Debian Developer | Ubuntu Member | Fellow of FSFE | SPI contributing member

APT2 progress report for the 1st half of December

This week was successful. I have pushed some changes from November to the repository which change the license to LGPL-2.1+ (which makes bi-directional sharing of code with other projects easier, since most Vala code is under the same license) and implement HTTP using libsoup2.4 directly, instead of using GIO and GVFS for this. I also added a parser for the sources.list format which uses regular expressions to parse the file and is relatively fast. The code needs a current checkout of Vala’s git master to work correctly; as released versions had a bug which I noticed today and Jürg Billeter fixed in Vala 25 minutes later; thank you Jürg.

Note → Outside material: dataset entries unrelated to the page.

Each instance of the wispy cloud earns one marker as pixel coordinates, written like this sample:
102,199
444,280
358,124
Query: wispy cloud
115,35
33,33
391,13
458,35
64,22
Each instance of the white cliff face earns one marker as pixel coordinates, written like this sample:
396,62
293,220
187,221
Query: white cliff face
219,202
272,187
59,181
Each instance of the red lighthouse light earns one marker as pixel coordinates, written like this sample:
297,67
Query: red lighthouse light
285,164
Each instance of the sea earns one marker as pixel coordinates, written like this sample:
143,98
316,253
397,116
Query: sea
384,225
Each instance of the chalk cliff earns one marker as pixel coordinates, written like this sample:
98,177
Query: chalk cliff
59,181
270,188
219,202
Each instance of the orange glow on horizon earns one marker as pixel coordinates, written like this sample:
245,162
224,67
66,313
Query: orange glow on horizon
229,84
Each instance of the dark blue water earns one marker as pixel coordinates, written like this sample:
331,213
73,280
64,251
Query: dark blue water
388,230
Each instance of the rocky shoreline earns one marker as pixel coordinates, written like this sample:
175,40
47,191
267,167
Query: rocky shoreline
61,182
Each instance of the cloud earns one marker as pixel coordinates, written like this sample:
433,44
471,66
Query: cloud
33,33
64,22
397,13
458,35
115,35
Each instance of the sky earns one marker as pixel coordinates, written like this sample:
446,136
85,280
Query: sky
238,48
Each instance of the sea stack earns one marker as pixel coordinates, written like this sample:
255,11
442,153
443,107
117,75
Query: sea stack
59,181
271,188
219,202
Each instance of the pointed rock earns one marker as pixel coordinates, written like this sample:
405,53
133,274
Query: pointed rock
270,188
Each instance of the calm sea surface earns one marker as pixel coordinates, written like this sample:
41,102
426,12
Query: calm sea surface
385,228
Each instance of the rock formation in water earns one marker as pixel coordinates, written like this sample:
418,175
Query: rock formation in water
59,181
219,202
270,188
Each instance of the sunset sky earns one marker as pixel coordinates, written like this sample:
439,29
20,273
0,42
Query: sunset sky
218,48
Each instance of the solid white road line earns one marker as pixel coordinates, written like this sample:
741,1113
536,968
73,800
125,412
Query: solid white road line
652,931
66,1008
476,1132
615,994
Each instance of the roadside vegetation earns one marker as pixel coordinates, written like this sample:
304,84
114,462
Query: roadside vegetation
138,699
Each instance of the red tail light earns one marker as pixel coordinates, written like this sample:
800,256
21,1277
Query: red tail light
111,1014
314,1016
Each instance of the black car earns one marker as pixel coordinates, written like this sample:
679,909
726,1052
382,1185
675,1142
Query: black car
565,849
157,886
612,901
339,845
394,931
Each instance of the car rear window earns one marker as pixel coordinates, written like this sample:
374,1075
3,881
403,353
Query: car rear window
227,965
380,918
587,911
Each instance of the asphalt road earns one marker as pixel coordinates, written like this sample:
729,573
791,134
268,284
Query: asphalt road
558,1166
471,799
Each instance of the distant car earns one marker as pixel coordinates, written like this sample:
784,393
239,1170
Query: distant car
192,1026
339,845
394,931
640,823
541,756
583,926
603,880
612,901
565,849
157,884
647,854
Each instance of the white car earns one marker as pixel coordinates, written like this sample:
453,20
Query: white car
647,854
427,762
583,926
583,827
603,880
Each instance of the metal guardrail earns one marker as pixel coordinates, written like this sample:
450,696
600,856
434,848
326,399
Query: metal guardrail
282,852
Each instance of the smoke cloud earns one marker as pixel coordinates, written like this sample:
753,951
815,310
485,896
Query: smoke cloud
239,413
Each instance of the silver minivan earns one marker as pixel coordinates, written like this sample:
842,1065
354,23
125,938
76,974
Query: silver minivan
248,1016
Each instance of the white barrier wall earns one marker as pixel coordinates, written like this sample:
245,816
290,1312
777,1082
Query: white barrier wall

While nothing else happened in the public repository, the internal branch has seen a lot of new code; including SQLite 3 caches; Acquire text progress handling; and capt; the command-line advanced package tool. Most of the code will need to be reworked before it will be published, but I hope to have this completed until Christmas. It will also depend on Vala 0.7.9 or newer, which is yet to be released.

The decision to use SQLite 3 as a backend means that we won’t see the size limitations APT has and that development can be simplified by using SQL queries for filtering requests. It also means that APT2 will be very fast in most actions, like searching; which currently happens in 0.140 seconds (unstable,experimental and more repositories enabled), whereas aptitude takes 1.101 seconds, cupt (which has no on-disk cache) 1.292 seconds, and apt-cache 0.475 seconds. Searching is performed by one SQL query. I also want to thank Jens Georg <mail@jensge.org>, who wrote Rygel’s Database class which is also used with minor modifications (like defaulting to in-memory journals) in APT2 as well. Rygel.Database is a small wrapper around sqlite3 which makes it easier to program for Vala programmers.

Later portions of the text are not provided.